Ростом нахмурился, не понравились ему речи о достоинствах Датуны, но чтобы не обижать Цицишвили, тотчас сладко ему улыбнулся, ибо показалось, что откровенность Парсадана прежде всего на его же, Ростома, благо направлена.
– Я уже думал об этом, мой Парсадан, и еще буду думать, потороплюсь с решением.
…Не прошло и двух недель после этой беседы, как Ростом созвал дидебулов в Тбилисский дворец и объявил своим названым сыном и наследником картлийского престола внука царя Вахтанга, царевича Луарсаба.
Замялись тавады и азнауры, но промолчали.
Попросил слова мцхетский католикос Евдемоз Первый, Диасамидзе.
– Поскольку здесь не присутствует сейчас наследник престола и ваш приемный сын и поскольку сказанное на совете – дарбази слово не должно выноситься из дворца, я хочу высказать свое мнение, государь, высказать без всякой утайки перед богом и тобой.
Не понравилось царю вступительное слово «козлинобородого», как он называл католикоса Евдемоза Диасамидзе, не понравился и тон начала его речи, и дерзость, ибо не жаловал он его вообще как духовного предводителя отвергающих его христиан. Однако прерывать старика тоже не стал.
– Дело в том, государь, что земли деда Луарсаба, блаженного Вахтанга, отданы церкви, часть же разделена меж сидящими здесь дидебулами.

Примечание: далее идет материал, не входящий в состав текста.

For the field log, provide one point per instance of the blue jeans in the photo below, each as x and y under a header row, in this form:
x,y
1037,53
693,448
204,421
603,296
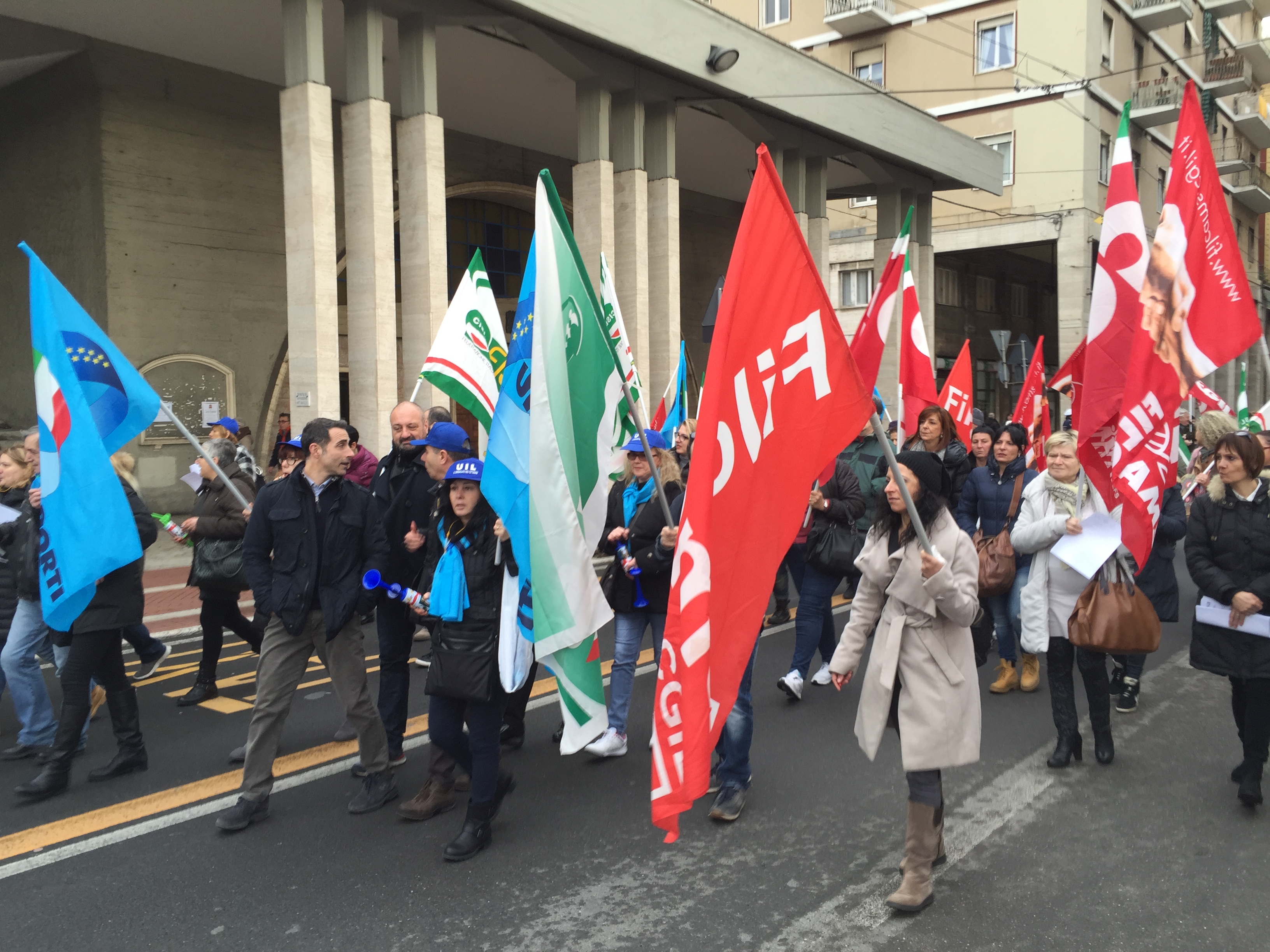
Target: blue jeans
x,y
629,636
28,636
1006,616
813,626
738,730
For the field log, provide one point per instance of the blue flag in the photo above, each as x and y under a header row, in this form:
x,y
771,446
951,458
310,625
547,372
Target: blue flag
x,y
506,479
91,402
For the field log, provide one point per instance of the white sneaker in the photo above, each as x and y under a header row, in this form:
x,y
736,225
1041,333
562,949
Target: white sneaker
x,y
609,744
792,684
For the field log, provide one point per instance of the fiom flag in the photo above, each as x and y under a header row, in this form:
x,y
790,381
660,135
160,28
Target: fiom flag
x,y
787,398
91,402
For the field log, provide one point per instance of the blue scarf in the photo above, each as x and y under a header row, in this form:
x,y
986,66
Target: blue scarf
x,y
634,497
450,581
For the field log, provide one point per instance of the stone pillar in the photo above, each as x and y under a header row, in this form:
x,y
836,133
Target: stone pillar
x,y
663,249
370,273
593,179
422,205
630,222
309,217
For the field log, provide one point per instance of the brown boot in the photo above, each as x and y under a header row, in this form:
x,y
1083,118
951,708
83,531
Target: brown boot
x,y
921,846
1030,677
1007,678
427,803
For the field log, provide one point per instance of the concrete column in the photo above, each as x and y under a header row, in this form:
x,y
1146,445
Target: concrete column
x,y
593,179
663,248
370,273
630,222
309,217
421,203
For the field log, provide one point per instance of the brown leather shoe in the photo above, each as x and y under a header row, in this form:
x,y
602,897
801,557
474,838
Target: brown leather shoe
x,y
427,803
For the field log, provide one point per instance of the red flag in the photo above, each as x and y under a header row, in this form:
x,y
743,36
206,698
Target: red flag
x,y
787,399
958,394
1028,410
1197,314
916,374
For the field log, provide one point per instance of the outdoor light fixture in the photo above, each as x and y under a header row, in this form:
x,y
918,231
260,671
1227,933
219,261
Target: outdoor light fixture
x,y
722,60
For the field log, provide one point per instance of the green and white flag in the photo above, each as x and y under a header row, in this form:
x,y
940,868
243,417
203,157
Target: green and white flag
x,y
573,396
469,354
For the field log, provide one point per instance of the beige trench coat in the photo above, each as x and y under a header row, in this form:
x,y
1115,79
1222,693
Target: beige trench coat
x,y
924,639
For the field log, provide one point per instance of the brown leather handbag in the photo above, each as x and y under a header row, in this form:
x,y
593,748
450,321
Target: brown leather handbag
x,y
997,554
1114,616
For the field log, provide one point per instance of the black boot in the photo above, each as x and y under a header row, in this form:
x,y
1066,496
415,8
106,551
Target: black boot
x,y
1068,747
58,771
475,835
203,690
126,721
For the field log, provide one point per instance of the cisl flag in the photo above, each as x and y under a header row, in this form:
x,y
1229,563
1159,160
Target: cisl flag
x,y
958,394
787,398
1197,314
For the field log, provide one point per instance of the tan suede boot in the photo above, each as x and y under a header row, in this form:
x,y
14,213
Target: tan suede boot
x,y
1030,677
1007,678
921,845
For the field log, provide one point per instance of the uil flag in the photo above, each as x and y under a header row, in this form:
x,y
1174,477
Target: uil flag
x,y
91,402
870,338
1114,314
787,399
958,395
1197,314
916,375
469,354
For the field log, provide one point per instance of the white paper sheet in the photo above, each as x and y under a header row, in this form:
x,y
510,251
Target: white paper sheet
x,y
1099,539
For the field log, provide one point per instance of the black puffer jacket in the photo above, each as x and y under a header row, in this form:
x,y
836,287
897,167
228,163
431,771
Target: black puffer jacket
x,y
280,551
646,527
1228,551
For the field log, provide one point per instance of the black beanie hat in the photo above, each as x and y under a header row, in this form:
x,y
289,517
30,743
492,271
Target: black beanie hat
x,y
929,470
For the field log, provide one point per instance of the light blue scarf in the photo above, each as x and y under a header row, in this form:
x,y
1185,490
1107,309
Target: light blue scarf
x,y
634,497
450,581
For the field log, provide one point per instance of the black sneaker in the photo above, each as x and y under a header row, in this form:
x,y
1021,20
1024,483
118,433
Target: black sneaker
x,y
1128,700
243,814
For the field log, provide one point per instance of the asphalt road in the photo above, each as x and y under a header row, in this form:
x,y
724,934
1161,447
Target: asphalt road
x,y
1151,852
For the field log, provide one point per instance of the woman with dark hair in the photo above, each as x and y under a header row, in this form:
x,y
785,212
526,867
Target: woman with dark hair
x,y
1228,556
990,503
921,678
937,433
464,590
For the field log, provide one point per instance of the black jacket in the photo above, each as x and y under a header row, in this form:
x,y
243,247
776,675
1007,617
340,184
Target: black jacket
x,y
1228,551
1158,579
409,497
121,601
646,527
280,551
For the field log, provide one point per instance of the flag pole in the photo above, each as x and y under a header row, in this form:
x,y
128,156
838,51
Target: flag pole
x,y
193,442
903,486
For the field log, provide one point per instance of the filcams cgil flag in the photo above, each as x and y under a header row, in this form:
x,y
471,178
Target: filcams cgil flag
x,y
787,398
91,402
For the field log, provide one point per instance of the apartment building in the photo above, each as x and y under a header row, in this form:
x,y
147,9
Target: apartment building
x,y
1042,83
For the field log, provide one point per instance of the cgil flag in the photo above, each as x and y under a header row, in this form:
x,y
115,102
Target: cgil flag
x,y
89,402
1197,314
469,354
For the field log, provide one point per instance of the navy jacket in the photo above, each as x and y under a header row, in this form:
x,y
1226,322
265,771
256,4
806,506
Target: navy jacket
x,y
986,499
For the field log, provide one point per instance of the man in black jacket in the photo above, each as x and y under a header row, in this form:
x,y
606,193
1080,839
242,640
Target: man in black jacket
x,y
310,540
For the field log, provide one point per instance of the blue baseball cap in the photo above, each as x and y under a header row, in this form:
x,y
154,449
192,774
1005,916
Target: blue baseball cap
x,y
446,436
654,442
465,469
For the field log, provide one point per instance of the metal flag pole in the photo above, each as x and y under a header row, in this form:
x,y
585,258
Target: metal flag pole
x,y
903,486
193,442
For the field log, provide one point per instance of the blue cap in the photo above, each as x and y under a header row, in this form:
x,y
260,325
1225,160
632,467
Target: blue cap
x,y
446,436
654,442
465,469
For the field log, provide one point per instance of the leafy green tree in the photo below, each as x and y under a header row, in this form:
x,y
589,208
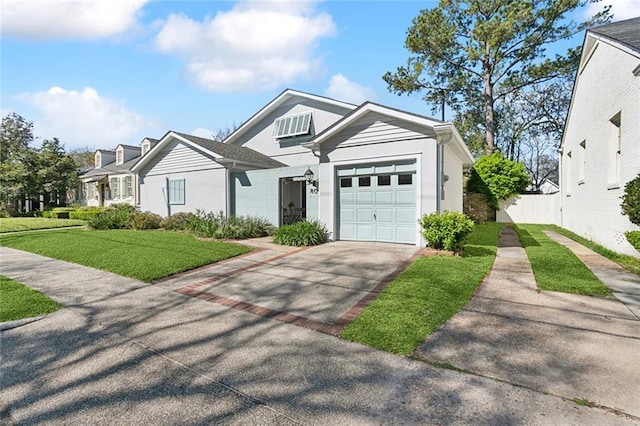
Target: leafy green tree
x,y
631,200
18,180
56,171
497,177
483,51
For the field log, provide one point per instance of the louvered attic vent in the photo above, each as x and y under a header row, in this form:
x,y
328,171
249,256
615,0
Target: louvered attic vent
x,y
291,125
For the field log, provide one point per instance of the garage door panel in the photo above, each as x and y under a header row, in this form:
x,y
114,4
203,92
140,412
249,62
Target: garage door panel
x,y
364,198
384,198
365,232
406,197
384,215
380,205
385,233
347,198
405,215
364,215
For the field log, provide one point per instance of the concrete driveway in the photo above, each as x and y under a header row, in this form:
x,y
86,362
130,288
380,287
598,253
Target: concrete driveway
x,y
125,352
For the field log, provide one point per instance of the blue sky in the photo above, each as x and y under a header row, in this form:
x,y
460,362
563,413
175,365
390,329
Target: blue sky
x,y
96,73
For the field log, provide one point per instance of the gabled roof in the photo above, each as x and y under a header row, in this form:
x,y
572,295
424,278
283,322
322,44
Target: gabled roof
x,y
112,169
624,32
445,131
221,152
281,99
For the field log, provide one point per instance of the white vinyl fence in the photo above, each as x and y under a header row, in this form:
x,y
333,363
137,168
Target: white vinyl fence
x,y
530,208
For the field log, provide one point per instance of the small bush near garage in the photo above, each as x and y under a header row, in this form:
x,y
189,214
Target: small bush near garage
x,y
631,200
447,231
115,216
144,220
219,226
300,234
86,213
178,222
634,239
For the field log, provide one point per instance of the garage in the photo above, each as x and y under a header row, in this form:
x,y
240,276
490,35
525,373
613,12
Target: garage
x,y
378,202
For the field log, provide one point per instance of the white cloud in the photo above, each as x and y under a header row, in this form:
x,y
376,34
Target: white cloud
x,y
86,119
621,9
258,45
341,88
55,19
202,132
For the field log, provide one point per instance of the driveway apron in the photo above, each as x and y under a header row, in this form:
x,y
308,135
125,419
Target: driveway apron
x,y
125,352
563,344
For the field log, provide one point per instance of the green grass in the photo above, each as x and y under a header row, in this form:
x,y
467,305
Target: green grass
x,y
16,224
555,267
628,262
144,255
18,301
425,295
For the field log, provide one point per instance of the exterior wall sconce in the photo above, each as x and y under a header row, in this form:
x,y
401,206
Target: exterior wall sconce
x,y
308,177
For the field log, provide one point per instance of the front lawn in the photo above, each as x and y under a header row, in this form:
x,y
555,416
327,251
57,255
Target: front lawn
x,y
144,255
628,262
16,224
18,301
425,295
555,267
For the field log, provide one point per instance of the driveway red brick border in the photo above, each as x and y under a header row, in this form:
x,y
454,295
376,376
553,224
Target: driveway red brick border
x,y
333,329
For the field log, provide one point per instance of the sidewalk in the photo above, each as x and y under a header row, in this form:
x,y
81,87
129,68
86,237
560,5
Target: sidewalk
x,y
561,344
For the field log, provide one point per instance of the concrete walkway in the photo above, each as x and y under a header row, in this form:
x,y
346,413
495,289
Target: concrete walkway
x,y
561,344
126,352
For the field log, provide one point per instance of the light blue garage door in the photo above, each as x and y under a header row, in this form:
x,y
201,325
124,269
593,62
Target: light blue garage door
x,y
378,203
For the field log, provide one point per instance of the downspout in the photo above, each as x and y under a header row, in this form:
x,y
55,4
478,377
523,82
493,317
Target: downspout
x,y
443,137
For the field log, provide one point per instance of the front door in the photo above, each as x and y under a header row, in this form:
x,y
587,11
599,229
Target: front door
x,y
293,201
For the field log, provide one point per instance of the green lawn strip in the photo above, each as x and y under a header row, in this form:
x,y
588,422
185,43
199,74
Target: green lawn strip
x,y
144,255
17,224
628,262
18,301
425,296
555,267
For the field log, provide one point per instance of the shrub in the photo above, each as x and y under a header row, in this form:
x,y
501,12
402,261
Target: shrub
x,y
114,217
144,220
85,213
210,225
477,208
302,233
631,200
447,231
178,222
497,177
634,239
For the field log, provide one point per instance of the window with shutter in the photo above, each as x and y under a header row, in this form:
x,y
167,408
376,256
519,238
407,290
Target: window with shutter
x,y
292,125
176,191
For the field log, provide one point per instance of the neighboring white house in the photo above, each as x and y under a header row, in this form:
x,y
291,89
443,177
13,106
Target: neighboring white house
x,y
368,172
112,181
601,143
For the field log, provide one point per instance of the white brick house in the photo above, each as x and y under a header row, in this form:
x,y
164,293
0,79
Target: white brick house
x,y
600,149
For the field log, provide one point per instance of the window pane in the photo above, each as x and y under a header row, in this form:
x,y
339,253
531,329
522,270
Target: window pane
x,y
384,180
364,181
405,179
345,183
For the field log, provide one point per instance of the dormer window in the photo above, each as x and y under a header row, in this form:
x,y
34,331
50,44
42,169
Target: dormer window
x,y
291,125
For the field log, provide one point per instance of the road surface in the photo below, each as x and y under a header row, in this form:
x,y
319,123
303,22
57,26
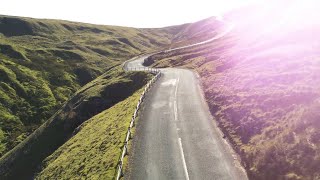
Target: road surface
x,y
176,137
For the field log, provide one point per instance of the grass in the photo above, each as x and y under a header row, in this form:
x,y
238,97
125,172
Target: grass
x,y
103,93
44,62
94,151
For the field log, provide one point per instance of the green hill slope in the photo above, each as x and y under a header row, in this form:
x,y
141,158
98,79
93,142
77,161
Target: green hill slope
x,y
261,82
43,62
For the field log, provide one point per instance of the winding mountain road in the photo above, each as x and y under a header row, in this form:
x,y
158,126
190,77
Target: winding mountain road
x,y
176,137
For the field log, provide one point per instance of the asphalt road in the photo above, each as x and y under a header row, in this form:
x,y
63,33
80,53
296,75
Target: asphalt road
x,y
176,137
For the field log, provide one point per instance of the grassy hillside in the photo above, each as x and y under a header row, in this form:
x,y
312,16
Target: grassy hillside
x,y
262,85
103,93
43,62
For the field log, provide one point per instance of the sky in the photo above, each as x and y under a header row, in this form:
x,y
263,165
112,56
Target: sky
x,y
133,13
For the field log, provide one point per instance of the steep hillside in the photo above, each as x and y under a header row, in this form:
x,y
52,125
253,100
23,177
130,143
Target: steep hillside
x,y
262,85
103,93
43,62
94,151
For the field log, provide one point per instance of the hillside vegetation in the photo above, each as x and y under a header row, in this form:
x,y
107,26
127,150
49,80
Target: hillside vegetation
x,y
99,95
262,85
94,151
43,62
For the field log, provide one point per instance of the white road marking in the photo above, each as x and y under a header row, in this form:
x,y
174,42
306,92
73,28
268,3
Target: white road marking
x,y
175,108
183,160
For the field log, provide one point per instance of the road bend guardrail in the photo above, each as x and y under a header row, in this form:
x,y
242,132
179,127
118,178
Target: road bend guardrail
x,y
147,87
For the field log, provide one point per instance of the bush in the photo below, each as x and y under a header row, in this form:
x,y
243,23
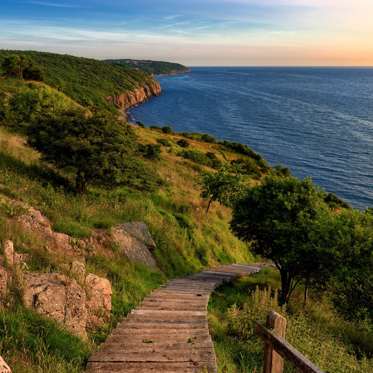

Как только господь всеблагой того пожелает и твой приемный сын станет законным наследником престола, снова начнутся раздоры и междоусобицы, распри и ссоры, – мир и покой в стране, твоими усердными стараниями достигнутые, снова будут нарушены, – под конец подсластил пилюлю Евдемоз, желая польстить царю.
Ростом вспыхнул, сверкнул глазами, но он сдержался и скорее для членов дарбази, чем для католикоса, задал вопрос:
– Тогда кого же вы хотели бы видеть на престоле?
Католикос, который не успел сесть, вдруг продолжил так бойко, будто вопрос относился к нему одному:
– Дело в том, государь, что в роду истинных Багратиони бездетных царей никогда не было. – Глаза у Ростома выкатились из орбит, но Евдемоз поспешил закончить свою мысль: – Потому и у тебя должны быть дети… В бесплодии вашего брака повинна царица, а поскольку вера твоя позволяет тебе это – возьми себе другую жену. – Католикос умолчал о вывезенном из Персии гареме, который Ростом, считаясь с христианским окружением, прятал где-то в горах..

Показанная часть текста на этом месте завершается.